From a later posting you made (now closed), you said you are using a HG521.
See the first two links below for best guesses at your router's interface. Your router has a very configurable QoS policy. Try the Help buttons at the right of each tab for any additional clues. Unfortunately, the interface appears to use the standard industry terms found in enterprise routers supporting QoS. This means you need an industry knowledge of QoS.
Before you start, backup (printed or electronic) your current router settings and practice a hardware reset of your router to factory default and restoring or rebuilding the settings. In the worst case that your QoS work appears to make your router perform poorly or be unusable, it may be easier to reset the router to defaults and restore your original settings.
You have two parts to deal with, and they are not easy nor intuitive -- modifying classifications to match your source machines and place the traffic into a queue, and assigning bandwidth to each queue. I added two video links below. The first covers QoS in general, and the second describes QoS on Cisco enterprise routers and helps explain some of the acronyms in your Huawei interface, and why the number of queues may not be the same on all devices.

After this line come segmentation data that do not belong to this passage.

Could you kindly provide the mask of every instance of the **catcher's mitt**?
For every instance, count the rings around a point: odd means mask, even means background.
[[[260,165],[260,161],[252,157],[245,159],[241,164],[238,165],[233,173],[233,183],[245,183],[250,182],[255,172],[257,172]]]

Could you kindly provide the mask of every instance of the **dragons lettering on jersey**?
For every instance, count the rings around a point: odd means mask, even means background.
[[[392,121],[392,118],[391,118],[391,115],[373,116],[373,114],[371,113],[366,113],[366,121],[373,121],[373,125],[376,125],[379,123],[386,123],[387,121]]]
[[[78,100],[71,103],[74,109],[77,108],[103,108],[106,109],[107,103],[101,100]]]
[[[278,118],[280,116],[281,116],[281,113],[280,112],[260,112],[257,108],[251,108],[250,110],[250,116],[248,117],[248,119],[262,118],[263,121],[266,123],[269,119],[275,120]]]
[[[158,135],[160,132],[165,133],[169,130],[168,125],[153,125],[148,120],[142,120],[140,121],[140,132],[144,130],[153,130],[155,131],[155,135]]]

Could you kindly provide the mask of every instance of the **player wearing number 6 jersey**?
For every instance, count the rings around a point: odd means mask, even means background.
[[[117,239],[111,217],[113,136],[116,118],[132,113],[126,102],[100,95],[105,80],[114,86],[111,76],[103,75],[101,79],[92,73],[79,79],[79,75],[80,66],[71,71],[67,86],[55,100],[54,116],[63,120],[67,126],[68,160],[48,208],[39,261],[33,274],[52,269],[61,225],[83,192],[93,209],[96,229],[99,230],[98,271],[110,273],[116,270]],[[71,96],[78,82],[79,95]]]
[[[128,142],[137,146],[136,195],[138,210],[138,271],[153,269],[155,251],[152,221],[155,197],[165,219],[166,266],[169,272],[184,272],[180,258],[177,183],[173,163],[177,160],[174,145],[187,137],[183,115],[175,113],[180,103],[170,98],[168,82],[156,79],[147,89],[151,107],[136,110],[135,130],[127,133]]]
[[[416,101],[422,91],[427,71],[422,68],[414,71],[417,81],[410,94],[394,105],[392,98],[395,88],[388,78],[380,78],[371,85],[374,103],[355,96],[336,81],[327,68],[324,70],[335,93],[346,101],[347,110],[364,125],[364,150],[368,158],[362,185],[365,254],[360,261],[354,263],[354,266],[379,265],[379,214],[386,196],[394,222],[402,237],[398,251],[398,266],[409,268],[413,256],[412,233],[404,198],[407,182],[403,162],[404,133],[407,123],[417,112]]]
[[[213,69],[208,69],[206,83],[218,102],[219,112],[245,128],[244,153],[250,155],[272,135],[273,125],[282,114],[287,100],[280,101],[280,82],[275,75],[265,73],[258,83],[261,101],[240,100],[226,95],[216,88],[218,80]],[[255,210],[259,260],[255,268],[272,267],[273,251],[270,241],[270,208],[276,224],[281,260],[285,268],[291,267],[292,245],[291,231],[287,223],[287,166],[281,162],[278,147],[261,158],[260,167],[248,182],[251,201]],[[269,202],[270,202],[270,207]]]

For your basic requirement, go to Advanced -->QOS -->QOS, and select the Classification tab. create a classification rule that matches the MAC address of your computer (or IP address if your PC has a fixed IP address). In the Operation portion, set DSCP of 63 and assign to Queue 1; I believe this will put the packets in queue 1 of your Priority Queue. Attempt to create a second classification rule to match everything else: try leaving everything blank, and in the operation portion assign to Queue 4. I believe this will put everything else in queue 4 of one of the classified queues, which should be below your priority queue.
Back in Advanced-->QOS-->QOS, select the QoS tab, then in the first QoS sub-tab, allocate approximately 70% of your upstream bandwidth to your Priority Queue, and 20% of whatever other queue(s) are listed there (I don't know what other queues you have listed in that first sub-tab). From various searches and links on your previous iteration of this question, you should start by allocating bandwidth a bit less than your usual upstream bandwidth, then adjust upward until odd things start happening with your highest-priority queue. I found a few links that described how the QoS features on some home routers throttled connections significantly more than the actual available bandwidth, requiring users to experiment with levels above the actual upstream bandwidth to get optimal results.
I believe you can ignore the policer sections for now. The policers enforce minimum and maximum traffic levels for classified traffic
Keep track of your work, because I could not find any documents showing how to configure QoS on a Huawei EchoLife router.